For Pride Month, I present a thread of homoerotic medieval depictions of the sign Gemini.

[TW: there will be medieval images of erections down thread; yes, really]

(Morgan Library, MS M101, f. 006r) #MedievalTwitter
The hawker did not know *what* he'd stumbled upon, but he did not want to get involved.

(Morgan Library, MS M264, f 005r)
"Dance naked with me, bro."

(BnF, MS Latin 238, f. 3)
"Hold me, bro."

(Bodleian Library, MS. Digby 83, f. 054r)
A *lot* of medieval Gemini images are just two naked dudes blatantly staring at each other's dicks.

(BnF, MS Latin 12834, f. 49; Morgan Lib, MS m92, f. 017r; Morgan Lib, MS g14, f. 007v)
Censored! Which the next image won't be!

(Morgan Library, MS m28, f. 005v)
This is the first medieval image of erections I've ever seen, and I think it's not insignificant that it's an image of two men together.
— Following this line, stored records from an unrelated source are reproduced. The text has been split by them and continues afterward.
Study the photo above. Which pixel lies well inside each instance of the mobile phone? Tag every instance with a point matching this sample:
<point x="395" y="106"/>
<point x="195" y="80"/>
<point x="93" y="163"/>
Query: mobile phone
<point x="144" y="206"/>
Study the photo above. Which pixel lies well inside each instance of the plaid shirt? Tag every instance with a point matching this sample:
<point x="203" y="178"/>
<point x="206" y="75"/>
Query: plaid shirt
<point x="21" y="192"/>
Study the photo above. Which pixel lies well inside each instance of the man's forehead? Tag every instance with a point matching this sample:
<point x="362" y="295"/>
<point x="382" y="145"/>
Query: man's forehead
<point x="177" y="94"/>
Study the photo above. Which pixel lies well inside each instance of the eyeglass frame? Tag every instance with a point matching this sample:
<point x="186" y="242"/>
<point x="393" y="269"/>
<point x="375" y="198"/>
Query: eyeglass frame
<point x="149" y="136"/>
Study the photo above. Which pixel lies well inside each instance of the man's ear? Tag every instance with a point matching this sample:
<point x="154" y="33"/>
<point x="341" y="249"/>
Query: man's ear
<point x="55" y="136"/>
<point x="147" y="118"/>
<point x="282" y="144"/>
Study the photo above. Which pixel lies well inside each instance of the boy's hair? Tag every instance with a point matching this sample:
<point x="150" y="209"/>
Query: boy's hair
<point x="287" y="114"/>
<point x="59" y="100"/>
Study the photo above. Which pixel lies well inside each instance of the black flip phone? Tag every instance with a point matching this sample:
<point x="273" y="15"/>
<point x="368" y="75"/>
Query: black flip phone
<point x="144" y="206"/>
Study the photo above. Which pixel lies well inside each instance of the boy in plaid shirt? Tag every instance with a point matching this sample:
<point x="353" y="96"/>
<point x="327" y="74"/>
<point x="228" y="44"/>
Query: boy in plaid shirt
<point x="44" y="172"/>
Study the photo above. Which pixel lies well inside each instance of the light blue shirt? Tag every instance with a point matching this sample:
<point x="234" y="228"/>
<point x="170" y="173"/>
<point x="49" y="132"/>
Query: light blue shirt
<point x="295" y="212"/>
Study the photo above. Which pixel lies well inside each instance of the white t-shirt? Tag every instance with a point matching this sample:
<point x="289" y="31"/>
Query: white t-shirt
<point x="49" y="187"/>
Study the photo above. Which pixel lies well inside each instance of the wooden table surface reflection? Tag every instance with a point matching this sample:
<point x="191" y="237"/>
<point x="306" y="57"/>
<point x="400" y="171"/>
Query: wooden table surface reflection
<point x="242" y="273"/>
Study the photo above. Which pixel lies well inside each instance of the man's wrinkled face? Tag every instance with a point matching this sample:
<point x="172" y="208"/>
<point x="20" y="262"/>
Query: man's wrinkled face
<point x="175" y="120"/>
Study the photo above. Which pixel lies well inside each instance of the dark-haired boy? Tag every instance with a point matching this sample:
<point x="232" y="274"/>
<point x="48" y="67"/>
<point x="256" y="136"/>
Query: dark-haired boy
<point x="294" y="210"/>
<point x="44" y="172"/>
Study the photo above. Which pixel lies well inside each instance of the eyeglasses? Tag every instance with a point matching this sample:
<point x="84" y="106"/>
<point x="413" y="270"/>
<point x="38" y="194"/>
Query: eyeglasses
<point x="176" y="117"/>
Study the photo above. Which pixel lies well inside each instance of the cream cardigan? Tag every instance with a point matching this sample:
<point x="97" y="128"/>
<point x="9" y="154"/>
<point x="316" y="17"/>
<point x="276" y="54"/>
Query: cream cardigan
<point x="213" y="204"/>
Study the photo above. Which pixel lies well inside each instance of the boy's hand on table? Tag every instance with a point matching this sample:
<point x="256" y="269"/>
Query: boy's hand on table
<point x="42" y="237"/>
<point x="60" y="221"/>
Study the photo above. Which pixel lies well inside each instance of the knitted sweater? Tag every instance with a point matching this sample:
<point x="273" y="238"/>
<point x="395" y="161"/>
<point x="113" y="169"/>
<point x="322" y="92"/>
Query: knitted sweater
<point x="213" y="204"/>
(Bodleian Library, MS Rawl. C. 117, f. 150r)
This thread is silly, but I think there's a serious point to be made about the representation of queer desire in Gemini images and other places where the convention of representations made it "ok" to depict homoeroticism.
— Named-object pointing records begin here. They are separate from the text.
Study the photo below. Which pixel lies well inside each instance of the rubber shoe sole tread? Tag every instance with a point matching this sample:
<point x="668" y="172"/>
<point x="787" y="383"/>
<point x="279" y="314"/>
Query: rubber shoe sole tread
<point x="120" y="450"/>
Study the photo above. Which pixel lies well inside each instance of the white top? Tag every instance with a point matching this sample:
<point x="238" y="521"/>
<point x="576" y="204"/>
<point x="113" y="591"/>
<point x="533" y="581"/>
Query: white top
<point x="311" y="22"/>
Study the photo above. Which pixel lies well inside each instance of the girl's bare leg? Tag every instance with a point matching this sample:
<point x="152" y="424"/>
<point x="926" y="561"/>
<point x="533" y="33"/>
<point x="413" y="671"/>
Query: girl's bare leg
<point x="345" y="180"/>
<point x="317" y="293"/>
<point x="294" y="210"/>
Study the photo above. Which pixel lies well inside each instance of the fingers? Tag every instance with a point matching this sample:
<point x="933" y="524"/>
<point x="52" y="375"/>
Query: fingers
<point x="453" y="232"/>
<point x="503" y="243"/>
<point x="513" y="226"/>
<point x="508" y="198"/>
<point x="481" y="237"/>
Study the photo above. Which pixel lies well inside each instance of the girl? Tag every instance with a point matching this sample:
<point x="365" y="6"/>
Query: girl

(Morgan Lib., MS m1053, f. 005v)
How many of the artists working on these manuscripts had queer desires? History is filled with queer people who found "safe" ways to depict their desires, and queer readers who read queer desire into homoerotic imagery.

(Bodleian Library, MS Laud Misc. 644, f. 008v)
Can we say that none of these artists did the same? Can we say that no medieval reader saw these images and burned them into their memory as perhaps the only reflection they ever came across of their own desires?
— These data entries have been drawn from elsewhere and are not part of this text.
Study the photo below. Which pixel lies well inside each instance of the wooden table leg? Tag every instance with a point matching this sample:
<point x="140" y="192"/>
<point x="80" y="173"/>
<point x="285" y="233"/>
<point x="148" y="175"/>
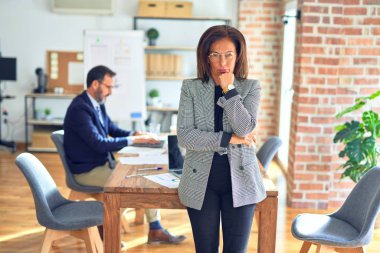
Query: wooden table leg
<point x="267" y="225"/>
<point x="111" y="228"/>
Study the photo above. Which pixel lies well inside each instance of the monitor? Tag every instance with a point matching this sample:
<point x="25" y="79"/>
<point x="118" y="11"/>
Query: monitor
<point x="7" y="69"/>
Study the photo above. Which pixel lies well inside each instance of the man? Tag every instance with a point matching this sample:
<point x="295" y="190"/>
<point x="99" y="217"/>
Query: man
<point x="91" y="137"/>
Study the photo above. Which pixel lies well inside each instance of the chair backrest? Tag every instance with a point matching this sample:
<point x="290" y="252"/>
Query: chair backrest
<point x="45" y="193"/>
<point x="362" y="205"/>
<point x="57" y="138"/>
<point x="268" y="150"/>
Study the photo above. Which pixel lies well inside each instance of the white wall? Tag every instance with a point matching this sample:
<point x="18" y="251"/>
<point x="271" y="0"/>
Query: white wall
<point x="28" y="28"/>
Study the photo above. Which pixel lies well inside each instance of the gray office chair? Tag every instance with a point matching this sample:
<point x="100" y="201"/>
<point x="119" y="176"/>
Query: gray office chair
<point x="351" y="227"/>
<point x="83" y="192"/>
<point x="77" y="190"/>
<point x="268" y="150"/>
<point x="60" y="216"/>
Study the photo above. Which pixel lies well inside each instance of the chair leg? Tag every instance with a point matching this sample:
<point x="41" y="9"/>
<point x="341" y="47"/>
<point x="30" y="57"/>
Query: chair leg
<point x="305" y="247"/>
<point x="51" y="236"/>
<point x="351" y="250"/>
<point x="318" y="249"/>
<point x="87" y="236"/>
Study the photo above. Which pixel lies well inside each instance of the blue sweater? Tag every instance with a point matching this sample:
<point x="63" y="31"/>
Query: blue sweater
<point x="86" y="142"/>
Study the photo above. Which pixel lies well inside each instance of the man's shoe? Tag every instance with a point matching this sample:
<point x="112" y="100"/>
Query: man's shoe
<point x="163" y="236"/>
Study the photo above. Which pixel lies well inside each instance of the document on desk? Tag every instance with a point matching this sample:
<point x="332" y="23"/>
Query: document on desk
<point x="166" y="179"/>
<point x="151" y="159"/>
<point x="141" y="151"/>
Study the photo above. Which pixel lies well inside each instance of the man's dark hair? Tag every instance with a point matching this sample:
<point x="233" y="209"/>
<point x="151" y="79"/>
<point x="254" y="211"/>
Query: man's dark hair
<point x="98" y="73"/>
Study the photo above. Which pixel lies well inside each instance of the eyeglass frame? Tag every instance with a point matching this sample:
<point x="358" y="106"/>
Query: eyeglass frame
<point x="109" y="87"/>
<point x="220" y="55"/>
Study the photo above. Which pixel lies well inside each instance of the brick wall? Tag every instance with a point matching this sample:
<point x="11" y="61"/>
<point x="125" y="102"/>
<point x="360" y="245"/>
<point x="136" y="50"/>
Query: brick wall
<point x="261" y="25"/>
<point x="337" y="58"/>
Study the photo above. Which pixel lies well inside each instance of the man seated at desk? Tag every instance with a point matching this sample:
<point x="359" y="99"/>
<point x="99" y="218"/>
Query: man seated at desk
<point x="91" y="137"/>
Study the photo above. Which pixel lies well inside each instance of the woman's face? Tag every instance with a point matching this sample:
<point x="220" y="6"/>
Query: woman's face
<point x="222" y="58"/>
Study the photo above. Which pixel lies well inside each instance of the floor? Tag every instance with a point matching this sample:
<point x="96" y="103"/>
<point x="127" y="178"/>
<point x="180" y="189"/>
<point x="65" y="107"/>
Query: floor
<point x="21" y="233"/>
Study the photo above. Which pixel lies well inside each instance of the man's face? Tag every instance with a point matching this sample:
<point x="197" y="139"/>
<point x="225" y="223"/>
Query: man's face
<point x="103" y="89"/>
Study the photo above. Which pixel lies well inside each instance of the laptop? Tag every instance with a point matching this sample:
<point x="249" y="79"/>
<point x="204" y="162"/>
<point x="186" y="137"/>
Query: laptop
<point x="176" y="157"/>
<point x="149" y="145"/>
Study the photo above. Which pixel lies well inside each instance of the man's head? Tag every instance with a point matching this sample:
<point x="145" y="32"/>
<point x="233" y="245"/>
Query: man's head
<point x="100" y="83"/>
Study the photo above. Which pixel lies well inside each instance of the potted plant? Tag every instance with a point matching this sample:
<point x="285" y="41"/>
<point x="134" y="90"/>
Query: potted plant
<point x="359" y="139"/>
<point x="152" y="35"/>
<point x="154" y="95"/>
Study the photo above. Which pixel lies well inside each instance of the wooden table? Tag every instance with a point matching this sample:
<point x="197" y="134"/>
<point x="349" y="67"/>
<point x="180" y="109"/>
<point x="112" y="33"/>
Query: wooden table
<point x="139" y="192"/>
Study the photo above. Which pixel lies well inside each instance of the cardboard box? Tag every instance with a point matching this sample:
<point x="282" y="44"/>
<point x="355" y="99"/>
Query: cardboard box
<point x="151" y="8"/>
<point x="179" y="9"/>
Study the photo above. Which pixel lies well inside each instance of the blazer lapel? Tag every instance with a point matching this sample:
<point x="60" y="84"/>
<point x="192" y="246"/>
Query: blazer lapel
<point x="99" y="126"/>
<point x="207" y="93"/>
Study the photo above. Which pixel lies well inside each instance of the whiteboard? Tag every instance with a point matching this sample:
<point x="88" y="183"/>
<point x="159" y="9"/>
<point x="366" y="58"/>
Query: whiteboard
<point x="123" y="52"/>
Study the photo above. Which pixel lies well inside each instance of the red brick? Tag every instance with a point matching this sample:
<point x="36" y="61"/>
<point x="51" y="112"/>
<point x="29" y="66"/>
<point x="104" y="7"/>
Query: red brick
<point x="335" y="41"/>
<point x="365" y="61"/>
<point x="372" y="2"/>
<point x="313" y="50"/>
<point x="373" y="71"/>
<point x="329" y="30"/>
<point x="303" y="186"/>
<point x="307" y="29"/>
<point x="375" y="30"/>
<point x="326" y="61"/>
<point x="321" y="120"/>
<point x="318" y="196"/>
<point x="337" y="10"/>
<point x="343" y="21"/>
<point x="326" y="110"/>
<point x="315" y="9"/>
<point x="372" y="21"/>
<point x="351" y="2"/>
<point x="311" y="40"/>
<point x="309" y="129"/>
<point x="327" y="71"/>
<point x="369" y="51"/>
<point x="366" y="81"/>
<point x="354" y="11"/>
<point x="316" y="80"/>
<point x="350" y="71"/>
<point x="352" y="31"/>
<point x="310" y="20"/>
<point x="304" y="177"/>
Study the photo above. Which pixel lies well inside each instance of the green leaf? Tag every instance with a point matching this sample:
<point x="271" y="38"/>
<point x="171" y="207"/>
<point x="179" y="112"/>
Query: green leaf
<point x="370" y="119"/>
<point x="350" y="109"/>
<point x="351" y="131"/>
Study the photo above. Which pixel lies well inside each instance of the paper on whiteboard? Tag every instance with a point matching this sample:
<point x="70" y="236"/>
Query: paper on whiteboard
<point x="151" y="159"/>
<point x="166" y="179"/>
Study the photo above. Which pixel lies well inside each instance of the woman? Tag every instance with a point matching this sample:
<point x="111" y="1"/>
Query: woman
<point x="217" y="114"/>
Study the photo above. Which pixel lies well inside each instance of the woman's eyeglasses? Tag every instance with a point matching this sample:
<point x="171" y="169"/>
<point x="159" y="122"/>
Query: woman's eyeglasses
<point x="215" y="56"/>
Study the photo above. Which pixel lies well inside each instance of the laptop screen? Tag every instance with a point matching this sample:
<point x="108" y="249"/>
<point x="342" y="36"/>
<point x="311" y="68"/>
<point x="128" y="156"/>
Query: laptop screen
<point x="175" y="156"/>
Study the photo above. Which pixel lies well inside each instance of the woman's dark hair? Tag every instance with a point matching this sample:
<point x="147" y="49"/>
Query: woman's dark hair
<point x="214" y="34"/>
<point x="98" y="73"/>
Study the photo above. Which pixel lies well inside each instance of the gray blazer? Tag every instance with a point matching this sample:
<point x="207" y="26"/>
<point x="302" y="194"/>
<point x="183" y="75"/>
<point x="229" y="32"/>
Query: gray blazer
<point x="195" y="132"/>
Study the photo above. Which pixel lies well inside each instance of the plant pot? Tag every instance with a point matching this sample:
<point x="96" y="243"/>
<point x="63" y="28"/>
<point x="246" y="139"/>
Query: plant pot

(Basel, Universitätsbibliothek, MS AN IV 18, f. 20r)
So much of queer history has been in representations that are not explicit but are meant to signal quietly to others who feel the same way.

When I post medieval art and say it's gay, I get pushback about anachronism and "reading into it."

(BNF Français 8648, fol. 112, France)
We don't really make those objections for eroticized art depicting men and women together, though.

(Morgan Library, MS m510, f. 004r)
I think queer art has often been MADE to be deniably queer, to be readable as both there and not, for the safety of artist and reader. I think that, as scholars and modern readers, we can recover queer possibilities if we read boldly.

(Morgan Library, MS M27, f. 007r)
Some images are just *obviously* gay, though.